Increased enforcement of U.S. immigration laws is not necessarily the issue, opponents say – unless, as True noted in her testimony at the meeting, ICE places holds on inmates who are already permanent residents. She said she has frequently seen cases of legal residents held in jail for days until ICE interviews them. Adrian Ramírez, assistant director of ICE's San Antonio field office, told the Chronicle that "as soon as a person goes to jail, if they are then ID'd as foreign born, they are interviewed as to their immigration status." He said that there is no set time frame for this process but that it typically takes one or two days. ICE holds also take precedence over criminal bonds, which means that even if an inmate can pay the bond to get out of jail, he or she may still have to stay and wait for the ICE interview.
Commissioners on both sides of the meeting relayed concerns from the immigrant community that coming forward after witnessing a crime, or even just getting a speeding ticket, could lead to deportation. While Acevedo pointed out that minor offenses like traffic citations do not require suspects to list their country of origin, Cardenas noted that on Travis County forms, the information for where and when to pay tickets is only available in English. As a result, some non-English speakers don't end up paying in a timely manner, the tickets turn into warrants, and when the defendants are eventually arrested and booked, ICE may then choose to get involved.
Acevedo insisted that APD is not actively pursuing individuals for being undocumented (he also acknowledged, notably, that undocumented immigrants are not involved in criminal activity in any greater number than any other segment of the community), but as Austin Commission on Immigrant Affairs Chairman Tom Esparza pointed out, it's the perception of an increased danger of deportation that is disrupting communication between law enforcement and people in line for permanent residence and citizenship. Cardenas acknowledged that the sheriff's office could take steps to improve relations with the immigrant community. "We are working on a [public service announcement] right now encouraging people to come forward with any details of any crime they may witness or be a victim of," he said. "There is nothing to fear regarding immigration status for people who come forward to report a crime."

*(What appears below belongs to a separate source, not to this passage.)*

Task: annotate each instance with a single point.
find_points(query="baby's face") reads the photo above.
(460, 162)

"I like the idea of incorporating more cite-and-release offenses for APD," said Immigrant Affairs Commissioner Ramey Ko, "as well as changing and improving citation forms to include other languages so that the non-English speakers know when and where to pay their fines." She added: "As a human rights issue, it's an essential right we all have to be able to live with a sense of security and safety. Folks who are undocumented are a part of this community, and if they witness a crime or are victimized, we need to make sure that these folks are comfortable enough with law enforcement to come forward." Human Rights Commissioner Tom Davis summed up his feelings more bluntly, saying he'd suggest all Austin residents stay as far away from ICE as possible. Both commissions are expected to draw up their findings from the hearing and deliver a report to the City Council, which could serve as a policy-setting tool for APD.